Software-based Fault and Power Side-Channel Attacks inside Multi-Tenant FPGAs

picture of threat model

FPGAs are getting increasingly adopted as accelerators in clouds and data centers. In many of such emerging applications of FPGAs, multi-tenant usage of a single FPGA through virtualization is envisioned. This mandates the security and proper isolation at logical level. However, as shown recently, FPGA primitives can be re-used for attacks on the underlying electrical level. Previously, such attacks typically relied on expensive test and measurement equipment which mandated physical access to the system under attack. We could show that FPGA primitives can be re-used for sensors and fault injection on the electrical level, sufficient to remotely deploy power analysis side channel and fault analysis attacks, on Intel, Xilinx and Lattice FPGAs. The demo application you can download below, shows such attacks on a low-cost Lattice iCE40HX8K board.

In the compressed archive, you find four separate projects in total. Three of them contain the VHDL/Verilog source files to implement three variants of the described attacks on the Lattice iCE40HX8K breakout board. To build the FPGA projects, the free Lattice iCEcube2 software is required. iCEcube2 Project files are provided in the respective subfolders.

DFA

This FPGA application allows to deploy a fault attack on an AES encryption module to recover the secret key via Differential Fault Analysis (DFA). The faults are injected using a grid of ring oscillators, which is toggled with a specific frequency and duty-cycle. Attack parameters, plaintexts and ciphertexts are transferred via UART interface. The UART RTS signal controls the FPGA reset. For further details please see the source files of the project.

SCA

When deploying the SCA application on the iCE40HX8K, a side-channel attack (SCA) on the AES encryption module can be performed. A delay sensor made from FPGA primitives is used to estimate supply voltage, allowing to recover the secret AES key via Correlation Power Analysis (CPA). Again, the communication with the FPGA is established through the UART interface, where the FPGA expects a 16 byte plaintext and replies with a 16 byte ciphertext and a 280 byte trace. Each byte in the trace corresponds to a sensor measurement and can be used for CPA at that point. The RTS signal resets the FPGA.

DoS

To demonstrate a Denial-of-Service attack, the iCE40HX8K is filled up with ring oscillators and two testing modules that cause two LEDs on the board to blink synchronously every second. Sending a lowercase 's' on the UART interface to the FPGA, causes it to toggle the ring oscillators on and off with decreasing frequency and increasing duty-cycle for each frequency. The LEDs will not blink synchronously anymore and one of the blinking processes may crash completely, leaving the LED in a constant on or off state. At this point, the FPGA has to be reprogrammed to return to the initial state. Not all boards are equally vulnerable, a crash may not be possible on all iCE40HX8K breakout boards.
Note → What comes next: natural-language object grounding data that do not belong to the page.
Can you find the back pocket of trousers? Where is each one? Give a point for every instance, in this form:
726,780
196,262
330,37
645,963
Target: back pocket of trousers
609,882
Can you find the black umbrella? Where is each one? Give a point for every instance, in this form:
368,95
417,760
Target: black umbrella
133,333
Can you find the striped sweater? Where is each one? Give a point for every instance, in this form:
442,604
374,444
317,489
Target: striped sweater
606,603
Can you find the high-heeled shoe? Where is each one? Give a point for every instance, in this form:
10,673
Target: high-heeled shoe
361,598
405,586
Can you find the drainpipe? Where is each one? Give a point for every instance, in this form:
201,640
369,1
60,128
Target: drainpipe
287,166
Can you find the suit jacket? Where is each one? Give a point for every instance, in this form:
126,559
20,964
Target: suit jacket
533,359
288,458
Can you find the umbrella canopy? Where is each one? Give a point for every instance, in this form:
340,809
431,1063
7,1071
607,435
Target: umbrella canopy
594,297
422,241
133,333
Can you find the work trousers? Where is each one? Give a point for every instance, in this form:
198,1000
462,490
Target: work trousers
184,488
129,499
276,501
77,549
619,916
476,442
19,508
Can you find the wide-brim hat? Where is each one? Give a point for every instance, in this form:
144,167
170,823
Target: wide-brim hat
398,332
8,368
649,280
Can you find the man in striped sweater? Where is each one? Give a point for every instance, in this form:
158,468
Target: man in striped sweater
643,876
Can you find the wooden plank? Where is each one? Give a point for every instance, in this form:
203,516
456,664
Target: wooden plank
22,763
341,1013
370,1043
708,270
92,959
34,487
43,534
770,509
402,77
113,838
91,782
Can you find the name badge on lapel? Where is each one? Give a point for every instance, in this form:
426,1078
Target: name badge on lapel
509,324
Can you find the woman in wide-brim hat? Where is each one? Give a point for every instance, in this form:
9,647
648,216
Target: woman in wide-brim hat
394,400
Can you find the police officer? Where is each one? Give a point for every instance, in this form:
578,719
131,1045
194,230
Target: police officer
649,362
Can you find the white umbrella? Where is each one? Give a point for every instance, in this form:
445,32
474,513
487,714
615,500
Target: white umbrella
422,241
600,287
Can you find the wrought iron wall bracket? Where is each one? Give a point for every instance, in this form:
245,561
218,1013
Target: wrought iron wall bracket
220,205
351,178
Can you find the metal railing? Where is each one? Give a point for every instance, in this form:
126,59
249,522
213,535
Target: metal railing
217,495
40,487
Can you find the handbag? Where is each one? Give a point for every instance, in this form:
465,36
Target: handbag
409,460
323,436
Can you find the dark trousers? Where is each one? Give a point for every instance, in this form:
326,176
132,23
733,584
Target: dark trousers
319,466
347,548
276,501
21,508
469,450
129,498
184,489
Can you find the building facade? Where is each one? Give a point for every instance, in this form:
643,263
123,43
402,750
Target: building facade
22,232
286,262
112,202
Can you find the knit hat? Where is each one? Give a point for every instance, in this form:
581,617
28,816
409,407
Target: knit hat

PC Graphical User Interface (GUI) Project

The fourth project is a Qt5 based host application, used for interaction with the FPGA. To build it, Qt5 including the QtCharts library and their respective development files are required. All preconfigured parameters match the parameters of the FPGA projects, except for the serial port name on your system. The host application has been tested on x86_64 Linux systems.

Needed Hardware

The demos only require the Lattice iCE40HX8K Breakout Board, and can be ported to platforms of other vendors as well, which we might add in the future. Please let us know if you are interested in other vendors.

Support, Licensing & Citing

If you encounter problems or have further questions, you may contact Jonas Krautter <jonas krautter does-not-exist.kit edu> via e-mail.

This hardware demonstration was developed together with the Ruhr Universität Bochum and is released under the MIT open-source license. Please see the respective source file headers for details.

If you use this work in academic publications, please cite this combined work:

  • J. Krautter, D. R. E. Gnad, F. Schellenberg, A. Moradi, M. B. Tahoori, "Software-based Fault and Power Side-Channel Attacks inside Multi-Tenant FPGAs", Demo Session, IEEE International Symposium on Hardware Oriented Security and Trust (HOST), 2019, USA.

This demo won the Third Place BEST Hardware Demo Award at HOST 2019.

For the specific attacks respectively, these can be cited:

  • D. R. E. Gnad, F. Oboril, M. B. Tahoori, "Voltage Drop-based Fault Attacks on FPGAs using Valid Bitstreams", International Conference on Field-Programmable Logic and Applications (FPL), 2017, Belgium.
  • F. Schellenberg, D. R. E. Gnad, A. Moradi, M. B. Tahoori, "An Inside Job: Remote Power Analysis Attacks on FPGAs", in proceedings of Design, Automation & Test in Europe (DATE), 2018, Germany.
  • J. Krautter, D. R. E. Gnad, M. B. Tahoori, "FPGAhammer: Remote Voltage Fault Attacks on Shared FPGAs, suitable for DFA on AES", in IACR Transactions on Cryptographic Hardware and Embedded Systems (TCHES), 2018.